Kareem Allaf
- Full name: Kareem Al Allaf
- Native name: كريم العلاف
- Country (sports): Syria (2015–22) United States (2022–present)
- Born: March 22, 1998 (age 28) Des Moines, Iowa, United States
- Height: 1.81 m (5 ft 11 in)
- Plays: Right-handed (two-handed backhand)
- College: University of Iowa
- Coach: Ross Wilson, Ammar Allaf
- Prize money: $35,082

Singles
- Career record: 12–5 (at ATP Tour level, Grand Slam level, and in Davis Cup)
- Career titles: 0
- Highest ranking: No. 751 (May 22, 2023)

Doubles
- Career record: 6–4 (at ATP Tour level, Grand Slam level, and in Davis Cup)
- Career titles: 1 ITF
- Highest ranking: No. 704 (August 21, 2023)

Team competitions
- Davis Cup: 18–9 (12–5 in singles)

= Kareem Al Allaf =

Syrian tennis player (born 1998)

Kareem Al Allaf (كريم العلاف; born March 22, 1998) is an American tennis player and tennis coach of Syrian descent. He holds the all-time wins record for singles and doubles combined in college tennis at the University of Iowa.

Allaf has a career-high ATP singles ranking of 751, achieved on May 22, 2023. He also has a career-high ATP doubles ranking of 704, achieved on August 21, 2023. He was also a doubles champion at the ITF World Tennis Tour in the summer of 2019.

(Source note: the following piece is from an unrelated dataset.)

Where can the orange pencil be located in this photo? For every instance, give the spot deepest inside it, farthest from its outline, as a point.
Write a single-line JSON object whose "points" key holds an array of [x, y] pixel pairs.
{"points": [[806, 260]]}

Allaf represented the Syria Davis Cup team at the Davis Cup, where he played #1 singles and had a W/L record of 18–9 (12–5 in singles play) in 2015–21. However, the Syrian Tennis Federation banned him because he competed in a match against an Israeli opponent in a tournament in Arkansas in 2022. Consequently, he switched nationalities to represent his birth country, the United States.

==Early life==
Allaf was born in Des Moines, Iowa. His father is Syrian. He won one ITF Junior title in singles competition,

==College career==
Allaf graduated from the University of Iowa in 2020 with a degree in Enterprise Leadership and a minor in Communications, before earning a masters in 2022 in Sports and Recreational Management. He holds the all-time wins record for singles and doubles combined in college tennis at the University of Iowa with 164 combined wins for the Hawkeyes, for whom he played from 2016–21.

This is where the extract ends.